Extracting all Headings

Hello,
Am evaluating Aspose, and one of our Use Case is to be able to extract all headings from document. How can I do that?

A.	Introduction 

Some intro from SK
• After the intro
 After the intro introd

  1. Headline Act 2
    Normal 2
    • Bullet 2
     Sq Bullet 2
    (a) Headline Act 3
    Normal 3 headline
    • Bullet 3
     Sq Bullet 3
    (i) Headline 4
    Normal 4

So from the text above I want to extract
Heading 1: Introduction
Heading 2: Headline Act 2
Heading 3: Headline Act 3

Code I was playign with which gives me all document not just the headings

try
{
    LoadOptions loadOptions = new LoadOptions();
    loadOptions.setLoadFormat(LoadFormat.DOCX);
    loadOptions.setPassword(password);
    Document doc = new Document(srcFilePath, loadOptions);
    doc.removeMacros();
    doc.unprotect();
    doc.save(dstFilePath, SaveFormat.DOCX);
}
catch (Exception e)
{
    // System.out.println(e);
    return -1;
}

@aspose1212,

You can build on the following code to achieve what you are looking for:

for (Paragraph para : (Iterable<Paragraph>) doc.getChildNodes(NodeType.PARAGRAPH, true)) {
    if (para.getParagraphFormat().getStyleIdentifier() == StyleIdentifier.HEADING_1 ||
            para.getParagraphFormat().getStyleIdentifier() == StyleIdentifier.HEADING_2 ||
            para.getParagraphFormat().getStyleIdentifier() == StyleIdentifier.HEADING_3 /* and so on*/) {

        System.out.println(para.toString(SaveFormat.TEXT) + " <-- this is a heading para");
    }
}

2 posts were merged into an existing topic: List in Aspose

Thanks it works in most of the cases, but failed when I had track changes/comments on in the document.
Say if I have heading called “Introduction” and have added comment “nice job” then I using the code above I see this as “Introductionnice job”. How can I extract just the heading text without pulling in the track change/comments note?

I realize attaching a sample document will help, but it is a bit hard (not allowed) to attach documents on external sites from within our firm.
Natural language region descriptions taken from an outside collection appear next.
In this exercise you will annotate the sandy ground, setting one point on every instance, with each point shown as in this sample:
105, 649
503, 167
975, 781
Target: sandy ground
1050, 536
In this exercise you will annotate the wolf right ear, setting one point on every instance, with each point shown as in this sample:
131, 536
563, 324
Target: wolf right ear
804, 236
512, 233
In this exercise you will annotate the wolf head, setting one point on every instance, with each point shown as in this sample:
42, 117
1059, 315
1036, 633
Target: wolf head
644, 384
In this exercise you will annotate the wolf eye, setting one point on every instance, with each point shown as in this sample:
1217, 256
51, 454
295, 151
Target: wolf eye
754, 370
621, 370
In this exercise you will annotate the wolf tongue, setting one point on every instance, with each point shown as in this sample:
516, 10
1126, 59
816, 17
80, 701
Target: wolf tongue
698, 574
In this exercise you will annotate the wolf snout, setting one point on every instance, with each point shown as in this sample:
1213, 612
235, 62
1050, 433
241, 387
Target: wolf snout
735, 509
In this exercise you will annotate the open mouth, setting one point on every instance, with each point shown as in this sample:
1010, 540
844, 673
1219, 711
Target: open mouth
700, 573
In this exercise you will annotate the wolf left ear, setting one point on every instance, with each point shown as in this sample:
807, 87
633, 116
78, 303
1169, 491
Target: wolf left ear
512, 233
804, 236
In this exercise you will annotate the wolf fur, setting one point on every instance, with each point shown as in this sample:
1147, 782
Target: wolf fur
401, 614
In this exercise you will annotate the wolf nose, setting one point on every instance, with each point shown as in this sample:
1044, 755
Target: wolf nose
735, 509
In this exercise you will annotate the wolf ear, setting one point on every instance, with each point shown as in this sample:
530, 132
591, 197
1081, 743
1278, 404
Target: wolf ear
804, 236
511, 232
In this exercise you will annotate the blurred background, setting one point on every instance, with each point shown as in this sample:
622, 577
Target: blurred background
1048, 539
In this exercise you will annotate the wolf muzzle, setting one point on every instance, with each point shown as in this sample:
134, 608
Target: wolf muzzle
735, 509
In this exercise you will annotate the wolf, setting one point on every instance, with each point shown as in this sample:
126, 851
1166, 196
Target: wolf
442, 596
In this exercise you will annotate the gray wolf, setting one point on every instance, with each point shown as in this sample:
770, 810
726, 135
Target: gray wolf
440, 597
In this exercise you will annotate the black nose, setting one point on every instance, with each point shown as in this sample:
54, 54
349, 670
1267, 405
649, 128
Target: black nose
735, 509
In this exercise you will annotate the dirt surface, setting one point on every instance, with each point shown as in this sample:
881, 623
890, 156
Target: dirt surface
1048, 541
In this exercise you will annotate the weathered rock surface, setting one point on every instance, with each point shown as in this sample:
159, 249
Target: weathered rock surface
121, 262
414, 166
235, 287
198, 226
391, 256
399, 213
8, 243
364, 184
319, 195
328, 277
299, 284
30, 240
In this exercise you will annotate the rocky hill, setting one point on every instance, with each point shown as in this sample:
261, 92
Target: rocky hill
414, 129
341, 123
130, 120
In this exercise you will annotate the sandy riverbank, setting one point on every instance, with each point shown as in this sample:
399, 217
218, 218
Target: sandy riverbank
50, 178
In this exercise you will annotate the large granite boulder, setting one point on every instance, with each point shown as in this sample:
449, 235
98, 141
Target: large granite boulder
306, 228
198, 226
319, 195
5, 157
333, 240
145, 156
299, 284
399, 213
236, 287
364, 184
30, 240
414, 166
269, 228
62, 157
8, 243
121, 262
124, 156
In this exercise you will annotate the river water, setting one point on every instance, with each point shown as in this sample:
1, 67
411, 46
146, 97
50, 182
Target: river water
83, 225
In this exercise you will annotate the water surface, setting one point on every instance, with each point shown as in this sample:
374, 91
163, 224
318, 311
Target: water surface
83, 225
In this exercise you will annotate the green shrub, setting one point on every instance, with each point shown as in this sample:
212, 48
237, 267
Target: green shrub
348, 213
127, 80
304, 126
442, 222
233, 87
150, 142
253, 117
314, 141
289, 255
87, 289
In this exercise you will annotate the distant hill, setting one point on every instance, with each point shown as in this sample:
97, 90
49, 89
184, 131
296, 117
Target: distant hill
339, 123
Hope you will be able to reproduce this with my description above?

@aspose1212,

You can simply remove comments from Heading Paragraphs before getting their text:

for (Paragraph para : (Iterable<Paragraph>) doc.getChildNodes(NodeType.PARAGRAPH, true)) {
    if (para.getParagraphFormat().getStyleIdentifier() == StyleIdentifier.HEADING_1 ||
            para.getParagraphFormat().getStyleIdentifier() == StyleIdentifier.HEADING_2 ||
            para.getParagraphFormat().getStyleIdentifier() == StyleIdentifier.HEADING_3 /* and so on*/) {

        para.getChildNodes(NodeType.COMMENT, true).clear();
        System.out.println(para.toString(SaveFormat.TEXT) + " <-- this is a heading para");
    }
}

Thanks that worked!